The acceptable method of updating files in WordPress is to use an FTP (File Transfer Protocol) program. Visual Studio has that feature build in, but a good free program I also use is FileZilla. Since I said you could do this entire tutorial without downloading anything, we’ll do it another way.

When you are satisfied that your style.css is making your Front_Page.html look just the way you want it to, simply highlight and copy all of its text.  Then login to WordPress, go to the editor and bring up the styles.css file and highlight the text and delete the text. Paste in your new text from your modified version. At the bottom of your theme editor window in WordPress, click Update File.

In the upper right corner, click the Preview Changes button to check out the live site.

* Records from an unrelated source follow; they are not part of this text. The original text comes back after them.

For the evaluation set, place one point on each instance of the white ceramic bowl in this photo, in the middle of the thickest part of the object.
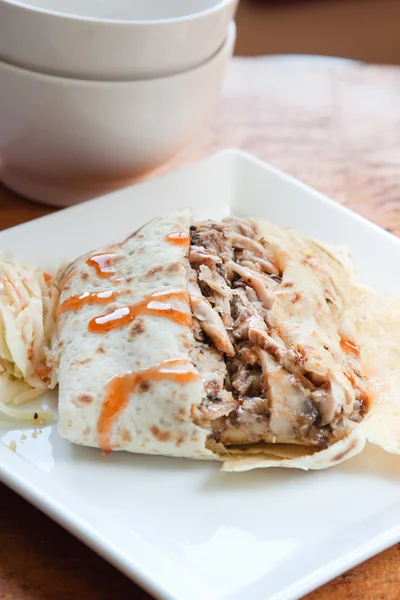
(64, 140)
(112, 39)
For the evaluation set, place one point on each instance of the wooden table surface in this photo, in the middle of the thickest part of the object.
(333, 124)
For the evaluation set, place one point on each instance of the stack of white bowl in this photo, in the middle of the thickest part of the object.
(95, 92)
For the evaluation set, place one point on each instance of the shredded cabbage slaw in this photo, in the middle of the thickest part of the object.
(28, 301)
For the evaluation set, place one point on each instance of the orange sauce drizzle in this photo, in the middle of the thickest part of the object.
(76, 302)
(101, 263)
(70, 276)
(178, 238)
(120, 387)
(154, 305)
(349, 347)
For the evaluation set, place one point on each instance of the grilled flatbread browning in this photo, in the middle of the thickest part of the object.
(234, 340)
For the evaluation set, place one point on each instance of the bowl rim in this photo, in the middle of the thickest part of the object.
(220, 4)
(228, 43)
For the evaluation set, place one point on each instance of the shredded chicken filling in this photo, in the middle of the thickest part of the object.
(272, 343)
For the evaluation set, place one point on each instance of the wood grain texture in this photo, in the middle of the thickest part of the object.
(336, 126)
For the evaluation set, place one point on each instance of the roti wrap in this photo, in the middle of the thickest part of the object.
(236, 341)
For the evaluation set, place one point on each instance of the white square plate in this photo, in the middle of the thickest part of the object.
(181, 528)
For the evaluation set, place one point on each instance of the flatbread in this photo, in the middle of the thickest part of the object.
(141, 387)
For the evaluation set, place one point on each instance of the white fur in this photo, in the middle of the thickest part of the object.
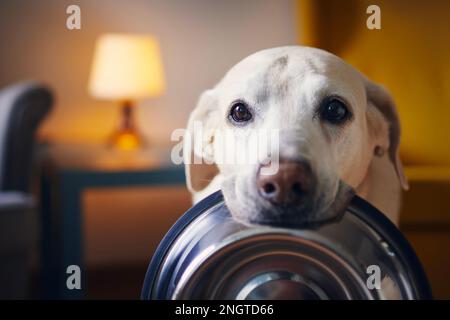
(284, 86)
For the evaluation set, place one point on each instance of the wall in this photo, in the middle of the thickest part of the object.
(199, 41)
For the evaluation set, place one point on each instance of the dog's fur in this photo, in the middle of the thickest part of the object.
(284, 87)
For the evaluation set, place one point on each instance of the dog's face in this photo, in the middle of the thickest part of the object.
(330, 123)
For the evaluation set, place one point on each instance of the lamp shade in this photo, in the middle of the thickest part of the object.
(126, 67)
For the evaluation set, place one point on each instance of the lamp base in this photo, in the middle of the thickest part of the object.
(127, 137)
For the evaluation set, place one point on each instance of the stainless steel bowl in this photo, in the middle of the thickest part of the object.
(209, 255)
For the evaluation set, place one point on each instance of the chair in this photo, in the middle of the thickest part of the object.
(22, 108)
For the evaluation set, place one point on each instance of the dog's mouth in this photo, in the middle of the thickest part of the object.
(309, 215)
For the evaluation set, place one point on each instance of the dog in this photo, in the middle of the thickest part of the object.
(338, 132)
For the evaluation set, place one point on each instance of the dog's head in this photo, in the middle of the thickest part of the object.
(328, 122)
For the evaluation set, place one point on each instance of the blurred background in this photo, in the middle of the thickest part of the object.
(89, 203)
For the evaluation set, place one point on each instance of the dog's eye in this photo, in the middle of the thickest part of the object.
(335, 112)
(240, 113)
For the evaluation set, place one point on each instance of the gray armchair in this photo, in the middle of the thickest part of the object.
(22, 108)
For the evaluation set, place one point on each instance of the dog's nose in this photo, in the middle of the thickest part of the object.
(289, 185)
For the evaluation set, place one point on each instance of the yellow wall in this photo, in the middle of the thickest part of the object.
(410, 55)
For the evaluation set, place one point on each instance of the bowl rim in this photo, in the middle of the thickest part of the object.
(358, 206)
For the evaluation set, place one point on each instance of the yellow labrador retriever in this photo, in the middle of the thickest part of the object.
(338, 134)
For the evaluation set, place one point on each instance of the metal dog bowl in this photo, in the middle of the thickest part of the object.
(209, 255)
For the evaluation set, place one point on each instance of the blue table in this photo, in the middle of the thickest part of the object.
(67, 172)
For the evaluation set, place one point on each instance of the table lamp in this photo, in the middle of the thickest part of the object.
(126, 68)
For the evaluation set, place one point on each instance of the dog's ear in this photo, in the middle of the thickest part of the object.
(200, 168)
(384, 126)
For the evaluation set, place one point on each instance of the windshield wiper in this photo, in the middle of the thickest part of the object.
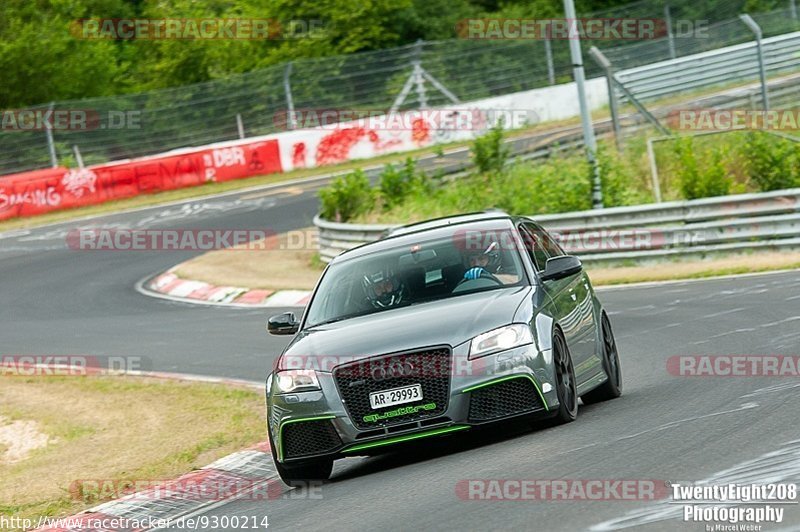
(345, 317)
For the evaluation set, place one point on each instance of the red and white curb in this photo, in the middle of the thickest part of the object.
(169, 286)
(245, 474)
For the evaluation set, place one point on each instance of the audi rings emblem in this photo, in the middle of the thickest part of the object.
(393, 370)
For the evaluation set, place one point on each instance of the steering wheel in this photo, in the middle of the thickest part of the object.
(484, 281)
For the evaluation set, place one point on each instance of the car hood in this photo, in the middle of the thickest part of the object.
(451, 321)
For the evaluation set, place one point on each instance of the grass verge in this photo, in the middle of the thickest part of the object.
(120, 428)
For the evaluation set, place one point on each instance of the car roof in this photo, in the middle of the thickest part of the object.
(398, 236)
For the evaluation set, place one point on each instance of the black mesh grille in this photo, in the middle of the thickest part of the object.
(429, 368)
(309, 437)
(506, 398)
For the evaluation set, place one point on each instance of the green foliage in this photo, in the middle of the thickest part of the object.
(772, 162)
(396, 184)
(42, 61)
(489, 154)
(701, 179)
(347, 197)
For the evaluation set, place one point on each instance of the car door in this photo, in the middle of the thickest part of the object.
(573, 298)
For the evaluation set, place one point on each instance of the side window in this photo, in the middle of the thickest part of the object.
(550, 246)
(534, 247)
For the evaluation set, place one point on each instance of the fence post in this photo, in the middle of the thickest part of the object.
(589, 140)
(548, 52)
(756, 29)
(670, 36)
(51, 145)
(78, 157)
(240, 125)
(287, 89)
(605, 64)
(419, 81)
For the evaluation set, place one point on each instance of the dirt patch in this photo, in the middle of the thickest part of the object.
(115, 428)
(280, 267)
(19, 438)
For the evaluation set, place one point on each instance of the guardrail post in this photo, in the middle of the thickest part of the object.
(756, 29)
(240, 125)
(586, 120)
(670, 36)
(651, 154)
(51, 145)
(287, 89)
(419, 80)
(548, 53)
(605, 64)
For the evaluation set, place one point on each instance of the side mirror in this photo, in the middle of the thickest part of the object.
(281, 324)
(560, 267)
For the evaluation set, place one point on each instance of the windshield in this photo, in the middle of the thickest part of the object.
(423, 271)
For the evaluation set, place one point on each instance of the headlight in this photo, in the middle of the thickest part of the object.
(296, 380)
(500, 339)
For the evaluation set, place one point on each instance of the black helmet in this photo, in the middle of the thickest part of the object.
(492, 254)
(383, 288)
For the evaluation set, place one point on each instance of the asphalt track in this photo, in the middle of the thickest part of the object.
(667, 428)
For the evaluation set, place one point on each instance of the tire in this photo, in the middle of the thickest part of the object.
(566, 387)
(612, 388)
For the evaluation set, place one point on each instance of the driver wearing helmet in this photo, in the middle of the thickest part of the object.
(487, 264)
(482, 263)
(383, 289)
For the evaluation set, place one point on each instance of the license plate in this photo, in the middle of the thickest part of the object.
(395, 396)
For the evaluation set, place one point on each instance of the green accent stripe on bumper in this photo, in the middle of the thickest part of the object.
(298, 420)
(508, 378)
(407, 437)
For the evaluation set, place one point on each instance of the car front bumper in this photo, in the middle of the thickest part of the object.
(484, 375)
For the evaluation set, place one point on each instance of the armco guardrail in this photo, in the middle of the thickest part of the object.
(711, 225)
(716, 67)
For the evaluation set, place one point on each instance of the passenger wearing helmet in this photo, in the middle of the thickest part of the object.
(383, 288)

If you are not happy, under the Preview button, you can click Browse link next to Revisions to go back to the previous copy.

So there you have it! Remember to work on copies or otherwise backup originals.  If you keep your style sheet open in the editor, you can use Undo (Ctrl-Z) even after Saving to revert from changes that did not accomplish what you intended.

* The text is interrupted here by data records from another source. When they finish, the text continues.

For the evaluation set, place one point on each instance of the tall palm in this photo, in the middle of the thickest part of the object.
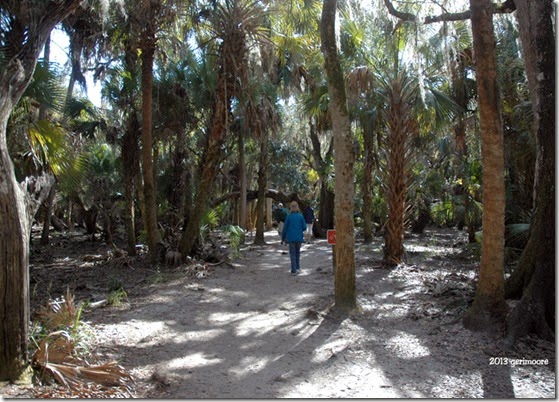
(235, 21)
(489, 307)
(26, 26)
(345, 294)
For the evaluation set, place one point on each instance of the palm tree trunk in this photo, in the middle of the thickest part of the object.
(148, 50)
(368, 145)
(211, 159)
(344, 287)
(243, 182)
(261, 204)
(400, 126)
(130, 165)
(536, 269)
(489, 307)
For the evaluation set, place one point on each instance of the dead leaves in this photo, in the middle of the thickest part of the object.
(60, 356)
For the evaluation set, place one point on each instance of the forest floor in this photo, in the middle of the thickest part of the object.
(248, 329)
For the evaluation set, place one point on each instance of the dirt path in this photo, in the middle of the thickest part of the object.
(251, 330)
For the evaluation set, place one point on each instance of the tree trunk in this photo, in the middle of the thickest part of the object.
(21, 48)
(148, 50)
(489, 307)
(534, 276)
(45, 234)
(211, 160)
(130, 165)
(400, 122)
(367, 212)
(261, 204)
(344, 286)
(242, 182)
(326, 202)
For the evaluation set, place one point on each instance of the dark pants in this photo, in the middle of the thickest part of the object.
(295, 254)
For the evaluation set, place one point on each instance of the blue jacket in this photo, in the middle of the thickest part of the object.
(308, 214)
(293, 228)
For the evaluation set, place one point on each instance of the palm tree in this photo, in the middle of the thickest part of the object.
(345, 293)
(400, 92)
(489, 307)
(26, 25)
(536, 269)
(234, 22)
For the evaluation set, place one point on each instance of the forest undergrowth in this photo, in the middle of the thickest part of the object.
(245, 328)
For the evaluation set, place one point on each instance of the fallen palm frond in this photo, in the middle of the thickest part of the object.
(59, 356)
(59, 313)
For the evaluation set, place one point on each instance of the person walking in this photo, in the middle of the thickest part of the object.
(308, 214)
(293, 230)
(280, 215)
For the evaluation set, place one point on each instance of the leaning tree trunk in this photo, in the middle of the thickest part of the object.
(534, 276)
(489, 308)
(21, 46)
(344, 285)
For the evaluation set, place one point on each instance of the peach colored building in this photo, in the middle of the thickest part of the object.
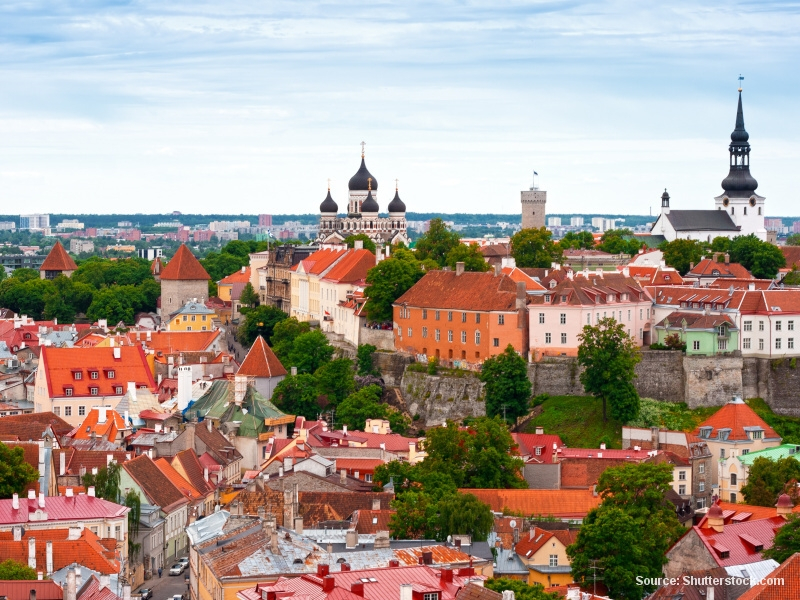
(557, 317)
(460, 316)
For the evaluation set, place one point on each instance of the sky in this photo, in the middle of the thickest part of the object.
(252, 106)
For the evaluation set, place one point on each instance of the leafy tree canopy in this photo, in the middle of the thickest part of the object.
(507, 387)
(534, 247)
(15, 473)
(609, 356)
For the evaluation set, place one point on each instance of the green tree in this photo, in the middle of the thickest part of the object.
(12, 570)
(366, 404)
(350, 241)
(630, 532)
(309, 352)
(437, 242)
(581, 240)
(386, 282)
(15, 473)
(681, 254)
(506, 384)
(248, 298)
(260, 321)
(463, 514)
(786, 542)
(364, 360)
(609, 357)
(335, 380)
(768, 479)
(470, 255)
(534, 248)
(297, 395)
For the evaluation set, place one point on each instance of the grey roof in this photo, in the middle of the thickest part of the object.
(701, 220)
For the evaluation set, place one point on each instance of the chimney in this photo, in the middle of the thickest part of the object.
(70, 593)
(32, 553)
(49, 557)
(184, 387)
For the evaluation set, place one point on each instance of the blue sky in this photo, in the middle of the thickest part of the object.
(251, 106)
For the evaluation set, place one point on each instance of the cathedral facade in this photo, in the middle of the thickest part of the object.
(739, 210)
(362, 213)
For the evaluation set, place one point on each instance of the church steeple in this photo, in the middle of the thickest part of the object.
(739, 183)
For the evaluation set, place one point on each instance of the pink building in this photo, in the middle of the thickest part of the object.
(557, 317)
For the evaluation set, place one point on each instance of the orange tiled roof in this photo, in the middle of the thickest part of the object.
(58, 260)
(736, 416)
(72, 368)
(559, 503)
(261, 361)
(184, 266)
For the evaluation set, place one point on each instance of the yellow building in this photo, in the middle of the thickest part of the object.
(192, 316)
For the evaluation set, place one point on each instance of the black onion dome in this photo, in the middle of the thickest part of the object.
(361, 180)
(328, 205)
(397, 205)
(369, 204)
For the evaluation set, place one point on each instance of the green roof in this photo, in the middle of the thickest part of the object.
(776, 453)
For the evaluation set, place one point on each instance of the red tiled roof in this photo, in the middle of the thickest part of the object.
(353, 267)
(736, 416)
(468, 291)
(789, 572)
(261, 361)
(62, 364)
(184, 266)
(58, 260)
(559, 503)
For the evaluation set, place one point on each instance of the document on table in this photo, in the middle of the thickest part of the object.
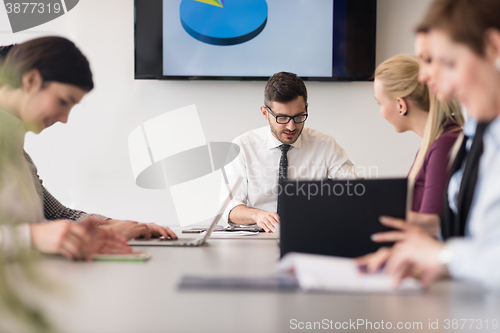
(235, 233)
(326, 273)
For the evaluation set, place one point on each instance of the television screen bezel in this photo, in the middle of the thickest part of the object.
(360, 39)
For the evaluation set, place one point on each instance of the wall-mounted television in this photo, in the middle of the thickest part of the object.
(320, 40)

Here is the tip I promised earlier. Just about all modern browsers are capable of this, I just think Chrome does it best. Of course you know that you can right-click on the page and View Source Code. But for a real look under the hood at how that source code and style sheet work together, right-click and choose Inspect.

Image of Inspection Screen from Google Chrome.
Inspection Screen from Google Chrome.

The Inspection Screen provides three panel areas. The left screen is the web page. The upper right screen shows the HTML under the elements tab. If you hold your cursor over an element, it becomes highlighted on the web page screen. You can use the arrow heads next to each element to drill down into its nested elements. Clicking an element also causes its CSS to appear in the lower right under the styles tab. And the styles attribute properties in the smaller panel to the right contains a visual box showing the padding, margins and borders of the selected element with the property values below it. Obviously this is a valuable tool for any web developer in investigating how their styles render HTML.

Extra Tip

Another method of helping you see where many of the elements are in your page, is to give them a border using the border attribute. For most WordPress themes, you can do this for several elements with one line of code.

In the style.css file near the top, in the beginning of the 1.0 – Normalize area, add the border line as shown below.

summary {
 display: block;
/*add this border for troubleshooting margin and padding issues*/
/* border: 1px solid black; */

You can comment and un-comment as necessary to help you see where your HTML elements in that list are placed.